Hayes Point was originally built in 1936 as Sully Hospital, treating tuberculosis patients before being used by the American army in World War II and then as a psychiatric hospital until 2001 when it closed.
The Grade II-listed building was purchased by Gilliard Homes in 2007, which converted it into 236 luxury apartments. But then recession hit when only half the apartments had been sold and the apartments were heavily reduced in price.
Residents felt the site management and maintenance of the grounds was not up to scratch. They joined forces and, despite many complicated legal setbacks, eventually established a right to manage company, winning the right to manage Hayes Point.
"We are a thriving community living in a beautiful place and we are moving in the right direction..."
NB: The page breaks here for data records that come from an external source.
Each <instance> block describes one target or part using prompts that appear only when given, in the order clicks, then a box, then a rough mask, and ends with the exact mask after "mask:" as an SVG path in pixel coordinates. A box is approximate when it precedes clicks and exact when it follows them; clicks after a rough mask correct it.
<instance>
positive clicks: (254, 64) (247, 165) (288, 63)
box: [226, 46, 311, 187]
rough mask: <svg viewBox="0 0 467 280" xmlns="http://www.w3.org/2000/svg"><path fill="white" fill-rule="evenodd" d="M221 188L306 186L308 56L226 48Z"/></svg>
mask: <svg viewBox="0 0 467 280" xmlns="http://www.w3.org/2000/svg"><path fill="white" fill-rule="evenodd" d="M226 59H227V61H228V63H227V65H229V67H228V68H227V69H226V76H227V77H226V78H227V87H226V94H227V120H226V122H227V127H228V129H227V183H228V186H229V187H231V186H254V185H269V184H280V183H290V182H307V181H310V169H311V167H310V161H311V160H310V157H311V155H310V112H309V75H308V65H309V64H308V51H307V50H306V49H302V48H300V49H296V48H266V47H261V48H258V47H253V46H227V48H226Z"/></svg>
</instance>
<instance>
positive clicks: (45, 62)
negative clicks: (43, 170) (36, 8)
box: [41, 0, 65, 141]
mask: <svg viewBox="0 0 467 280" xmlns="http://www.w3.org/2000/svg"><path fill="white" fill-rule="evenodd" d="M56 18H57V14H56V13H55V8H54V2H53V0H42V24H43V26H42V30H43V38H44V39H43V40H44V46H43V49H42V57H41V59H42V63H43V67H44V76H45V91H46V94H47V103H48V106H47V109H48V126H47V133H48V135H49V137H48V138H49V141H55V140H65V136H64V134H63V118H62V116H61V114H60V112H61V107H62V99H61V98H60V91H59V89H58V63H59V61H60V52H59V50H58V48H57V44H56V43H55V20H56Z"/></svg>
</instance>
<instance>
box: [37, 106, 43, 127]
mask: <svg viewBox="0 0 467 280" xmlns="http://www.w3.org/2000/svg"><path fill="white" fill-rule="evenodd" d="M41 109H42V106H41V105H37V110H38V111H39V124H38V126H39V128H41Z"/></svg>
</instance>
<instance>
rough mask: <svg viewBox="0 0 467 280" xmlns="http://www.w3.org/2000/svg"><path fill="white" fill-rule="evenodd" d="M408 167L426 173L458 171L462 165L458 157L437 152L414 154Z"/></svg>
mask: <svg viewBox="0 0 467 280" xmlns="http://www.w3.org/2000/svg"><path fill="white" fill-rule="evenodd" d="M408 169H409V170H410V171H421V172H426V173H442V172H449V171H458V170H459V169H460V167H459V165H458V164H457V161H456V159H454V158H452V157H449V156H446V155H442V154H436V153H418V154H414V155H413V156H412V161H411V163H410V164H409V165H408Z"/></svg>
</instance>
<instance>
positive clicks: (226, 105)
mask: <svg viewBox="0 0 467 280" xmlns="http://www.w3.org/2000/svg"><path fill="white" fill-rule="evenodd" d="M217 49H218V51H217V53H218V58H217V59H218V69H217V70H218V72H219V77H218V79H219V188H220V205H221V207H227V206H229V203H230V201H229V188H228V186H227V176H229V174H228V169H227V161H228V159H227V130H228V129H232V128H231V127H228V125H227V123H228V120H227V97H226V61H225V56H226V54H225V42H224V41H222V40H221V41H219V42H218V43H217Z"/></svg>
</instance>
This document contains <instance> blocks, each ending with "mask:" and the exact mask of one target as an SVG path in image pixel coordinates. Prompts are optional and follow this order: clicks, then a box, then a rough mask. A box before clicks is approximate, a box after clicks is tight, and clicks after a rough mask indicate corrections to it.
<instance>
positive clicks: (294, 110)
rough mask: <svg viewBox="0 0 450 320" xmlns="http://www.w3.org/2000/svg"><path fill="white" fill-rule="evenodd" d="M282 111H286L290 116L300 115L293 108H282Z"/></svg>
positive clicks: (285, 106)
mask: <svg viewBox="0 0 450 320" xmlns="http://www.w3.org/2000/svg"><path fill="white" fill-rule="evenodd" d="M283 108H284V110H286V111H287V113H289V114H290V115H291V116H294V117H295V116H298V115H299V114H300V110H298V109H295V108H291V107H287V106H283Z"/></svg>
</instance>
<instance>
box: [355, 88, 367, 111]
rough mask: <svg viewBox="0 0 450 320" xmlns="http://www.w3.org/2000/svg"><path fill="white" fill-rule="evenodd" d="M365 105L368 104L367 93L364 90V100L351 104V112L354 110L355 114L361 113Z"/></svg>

Hayes Point is being supported by the Wales Co-operative Centre to register as a co-operative model to enable them to buy the freehold, enabling the transfer of management responsibility from the existing right to manage company to the leaseholders.
Wales Co-operative Centre has been supporting and championing the growth of co-operative and community-led housing since 2012, and in April this year, it launched its Communities Creating Homes programme which aims to stimulate demand for community-led housing throughout Wales.
With 30 schemes already in place across Wales, communities can be created for various purposes and shared visions. Where some schemes have been created to make housing more affordable for residents, others have been developed for people who want improved eco-friendly lifestyles.
Hayes Point is just one example of co-operative, community-led living where the group, made up of residents from all walks of life, including an engineer, retired lawyer and an NHS worker, work to make where they live a better place.
Peter Milford, director of Hayes Point Collective Right to Manage (RTM), said:
“All 236 apartments are occupied, either by a leaseholder or as a rental property and consist of a broad range of people from young families to retired.”
The Right to Manage group was set up in 2014 in accordance with existing legislation. In 2015, the freehold was sold to Avon Ground Rent Ltd, who subsequently sought to remove the RTM group and impose their own management company. After a very expensive, long legal dispute an agreement was eventually made for Hayes Point RTM to manage the site as the freeholder’s agent for a three-year term.
“The common goal is to buy the freehold while collectively improving where we are living. When the development was built, we were promised a play area and a community centre but none of that has come to fruition yet. We have a small community space that holds about 20 people, but we need a much bigger one for the 500+ people on site. It’s a big site. We have several acres right on the seashore which we are responsible for. Since taking over the management we’ve worked hard to clear the backlog of maintenance.
“We are a thriving community living in a beautiful place and we are moving in the right direction, but it’s not been without its difficulties. We can’t really do all we need to do until we can buy the freehold, which is our ultimate aim. We’ve got parking here but eventually people will want parking spaces with electric charging points and we’ll need to look at things like solar panels. These are all long-term considerations.”